“Friends?” His voice is icy, sending shivers down the back of my neck. “You’ll be begging me to take you back in no time. You stupid bitch. Have you seen yourself in the mirror?” He shakes his head. “Pathetic and fat.”

There’s an ugly glass vase that sits on a side table in the tiny foyer of our apartment. It belonged to Trevor’s grandmother, and is something of a family heirloom. I’ve always hated where it’s located - I’m terrified that I’ll knock it off and it’ll break.

Right now, it’s everything I can do to keep myself from throwing it at his head.

“Goodbye, Trevor.” Forget about being friends, you jerk. I never want to see you again.

* * *

There’s a scene in Kill Bill that has always stuck with me. It’s almost at the end of the second movie. Beatrice has finally found Bill in a remote Mexican village and is in the process of confronting him. Bill’s attempting to interrogate her and in the process, he talks about superheroes. Specifically, the myth of Superman.

I’m enough of a geek that I can quote the exact phrase, though the precise wording isn’t important. The gist of it is that there are superheroes and their alter egos. Bruce Wayne puts on a costume to become Batman. Peter Parker becomes Spider Man. Superman however, is the exception to the rule, because Clark Kent doesn’t become Superman. No, Superman is always a superhero. Clark Kent is his disguise. His way of mingling with us mortals.

I first saw Kill Bill back in my graduate school days, when I still felt like Superman. Then, I was publishing papers and making an impact in my field. I was set to finish my PhD in record time, and I was being recruited by universities from around the world. I’d come off a difficult field assignment, living in Siberia for a year. I had felt invincible.

The girl who had been Superman would have never put up with Trevor’s insults and cruelty, but for the last year, I’ve been stuck in Clark Kent mode. I’ve forgotten how to be amazing.

It’s time for that to end.

2

Tell me what you eat and I will tell you what you are.

Jean Anthelme Brillat-Savarin

Sebastian:

Neither of my two New York restaurants are open for lunch during the week, so it’s not often that I see my staff during the day. This sunny Friday morning in May is the exception.

We are gathered in the bar area of Seb New York, tense and waiting. All eyes are on my cell phone, which rests on top of the polished mahogany bar. Bottles of champagne dot the counter, but no one pops the cork yet. We aren’t a superstitious bunch, but to open the bottle before we receive the call? We won’t tempt fate that way.

The Michelin staff calls at noon on Friday. Five minutes to go.

Seb New York has one Michelin star, an honor shared by only twenty-three other restaurants in New York. In a few minutes, we’ll find out if we’ve earned the coveted second star. If we have? Then, I can write my own ticket. Not bad for a kid from Mississippi who didn’t even finish high school.

I look around the room. Helen, my sous-chef at Seb New York, is pacing back and forth. Ben, the sous-chef of my second restaurant, Seb II is watching her, absently chewing on a nail. The expression on his face is a mixture of anticipation and envy. Seb New York gets all the accolades, and Seb II is the new kid on the block. Ben’s an ambitious chef, and I’m sure he’d love to be in Helen’s place right now.

Next to me, Juliette’s playing with her phone. She’s the outsider in this gathering. The rest of us cook together, night after night. There’s a rhythm that comes with that, and a shared sense of camaraderie that can be exclusionary.

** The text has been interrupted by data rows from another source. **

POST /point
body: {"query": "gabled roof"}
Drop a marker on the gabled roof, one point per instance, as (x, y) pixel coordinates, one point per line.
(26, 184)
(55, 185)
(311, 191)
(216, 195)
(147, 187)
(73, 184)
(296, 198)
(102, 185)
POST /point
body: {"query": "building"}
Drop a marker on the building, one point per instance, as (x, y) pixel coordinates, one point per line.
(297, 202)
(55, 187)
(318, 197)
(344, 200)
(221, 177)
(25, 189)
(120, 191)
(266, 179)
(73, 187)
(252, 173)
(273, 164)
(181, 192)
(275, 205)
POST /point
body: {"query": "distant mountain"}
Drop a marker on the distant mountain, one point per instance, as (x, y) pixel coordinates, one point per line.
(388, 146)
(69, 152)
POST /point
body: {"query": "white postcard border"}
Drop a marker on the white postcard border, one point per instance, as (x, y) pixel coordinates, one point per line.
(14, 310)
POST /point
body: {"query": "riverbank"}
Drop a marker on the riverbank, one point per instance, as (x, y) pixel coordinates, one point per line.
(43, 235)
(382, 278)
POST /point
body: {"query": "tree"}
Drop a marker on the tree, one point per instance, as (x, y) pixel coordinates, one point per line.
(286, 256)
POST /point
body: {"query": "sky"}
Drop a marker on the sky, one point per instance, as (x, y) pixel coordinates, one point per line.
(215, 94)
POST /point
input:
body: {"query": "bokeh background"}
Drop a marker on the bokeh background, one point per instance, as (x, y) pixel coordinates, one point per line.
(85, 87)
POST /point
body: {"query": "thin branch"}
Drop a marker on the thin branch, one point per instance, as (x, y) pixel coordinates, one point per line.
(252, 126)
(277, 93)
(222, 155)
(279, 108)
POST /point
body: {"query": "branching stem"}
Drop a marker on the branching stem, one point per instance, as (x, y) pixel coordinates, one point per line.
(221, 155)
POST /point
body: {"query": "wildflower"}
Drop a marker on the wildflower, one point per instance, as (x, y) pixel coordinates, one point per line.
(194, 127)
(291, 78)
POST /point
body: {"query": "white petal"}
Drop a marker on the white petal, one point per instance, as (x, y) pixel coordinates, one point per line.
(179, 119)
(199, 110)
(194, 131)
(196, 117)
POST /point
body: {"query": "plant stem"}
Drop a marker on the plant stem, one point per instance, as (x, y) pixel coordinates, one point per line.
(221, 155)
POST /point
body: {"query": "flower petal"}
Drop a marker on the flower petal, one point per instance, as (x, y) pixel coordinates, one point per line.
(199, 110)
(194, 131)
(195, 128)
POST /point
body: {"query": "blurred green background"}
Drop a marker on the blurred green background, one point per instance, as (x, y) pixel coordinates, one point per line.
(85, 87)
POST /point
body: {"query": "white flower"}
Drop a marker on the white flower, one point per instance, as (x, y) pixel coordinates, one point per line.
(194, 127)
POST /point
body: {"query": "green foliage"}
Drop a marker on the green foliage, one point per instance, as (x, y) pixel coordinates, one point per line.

Juliette, on the other hand, doesn’t belong in the kitchen. She’s cheerfully confessed that she can’t even make toast without burning it. She doesn’t need to. She’s my business manager, smart, ambitious and driven. I hired her six months ago, and already, she’s got me my own show on the Food Network and arranged a book deal with a top New York publisher.

There’s only one person missing. Daniel Hartman, my partner in both restaurants, and my best friend. He’s in Kansas City today on an unavoidable business trip. It feels odd to face this moment without him. Daniel has been my biggest supporter throughout my career. If it wasn’t for him, I’d probably still be cooking in the diner I worked in when I first moved to New York.